How do opinion polls work?
Opinion polls are all about extrapolating trends from a relatively small data sample. The pollster asks people how they intend to vote, or how they did just vote, and algorithms are applied to create a demographically balanced national picture.
In a country of 231 million potential voters – although around 100 million don't actually vote – it's always going to be based as much on assumptions as on actual data. Key to this is voter turnout, which is very hard to predict; there's simply no data on it until after election day.
"The challenge of making any prediction from data is to make sure that the data is representative," says Matt Jones, Analytics Strategist at data science consultancy Tessella. "Traditional statistical analysis of polling data and surveys will only be representative of those that bothered to take part, and that section of the voting population is not representative."
Polls are given huge gravitas by the media to the extent that they can be decisive in whether people bother to vote or not – so they can swing an election.
Machine learning is already used when running election predictions. It's part of standard statistical analysis. "As for any statistical analysis the single most critical factor is the amount of data available on which to run your algorithms, base your predictions," says Claus Jepson, Chief Architect at Unit4. "As of today the data set available is simply too limited to offer precise predictions, making it necessary to include human interpretations – hence making the predictions biased.”
For example, pollsters decide how much statistical weight to give to how many historical election results. “At some point in time the data available will be large enough for algorithms to effectively predict, less biased, outcomes based on polls," thinks Jepson.
Social media and sentiment analysis
Some of that 'new' data is from social media, which looks set to become a fresh tool for pollsters looking to track changing opinions. "The use of ‘social listening’ of social media conversations and behaviour may have been an early warning of possible contradictions from official polls," says Mark Skilton, Professor of Practice in the Information Systems & Management Group at Warwick Business School.

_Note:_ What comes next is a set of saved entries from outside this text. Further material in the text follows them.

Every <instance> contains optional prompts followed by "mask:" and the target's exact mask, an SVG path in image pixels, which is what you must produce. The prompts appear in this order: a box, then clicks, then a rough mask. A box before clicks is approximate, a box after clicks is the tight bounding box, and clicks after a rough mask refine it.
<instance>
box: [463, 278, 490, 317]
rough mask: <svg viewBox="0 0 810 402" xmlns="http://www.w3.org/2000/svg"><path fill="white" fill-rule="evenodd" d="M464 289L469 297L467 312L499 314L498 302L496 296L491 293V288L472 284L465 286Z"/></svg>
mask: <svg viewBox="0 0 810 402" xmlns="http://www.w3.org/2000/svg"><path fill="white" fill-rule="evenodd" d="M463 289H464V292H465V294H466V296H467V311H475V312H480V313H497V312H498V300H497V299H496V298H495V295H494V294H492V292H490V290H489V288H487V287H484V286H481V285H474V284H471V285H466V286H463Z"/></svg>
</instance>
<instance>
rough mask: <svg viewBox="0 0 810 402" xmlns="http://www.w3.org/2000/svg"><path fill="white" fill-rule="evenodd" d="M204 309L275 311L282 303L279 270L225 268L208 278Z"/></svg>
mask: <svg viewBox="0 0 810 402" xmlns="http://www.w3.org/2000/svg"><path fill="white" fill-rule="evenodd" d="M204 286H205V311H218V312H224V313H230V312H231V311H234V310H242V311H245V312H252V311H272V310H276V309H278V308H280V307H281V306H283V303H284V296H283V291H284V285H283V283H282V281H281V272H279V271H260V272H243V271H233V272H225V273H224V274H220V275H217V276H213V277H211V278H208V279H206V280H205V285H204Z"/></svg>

This is the science of sentiment analysis – when people write things in Twitter and Facebook posts, it's possible to extract positive, negative, or neutral attitudes. No one is suggesting that pollsters just use Twitter to predict elections, but it can be used to improve a purely statistical model by adding a vital dynamic dimension.
For example, BJSS SPARCK analysed 14 million tweets before the election and correctly predicted the outcome, uncovering that seven out of every ten tweets sent in the last four weeks of the campaign were in favour of Trump.
"When they use social media, people become less guarded about their true social and political affiliations," says Simon Sear, Practice Leader of BJSS SPARCK. "Their language becomes unfiltered, they ‘like’ content that appeals to them and follow people and organisations which represent their values … contrast that with having to admit embarrassing sentiment and intentions to a potentially judgemental human pollster."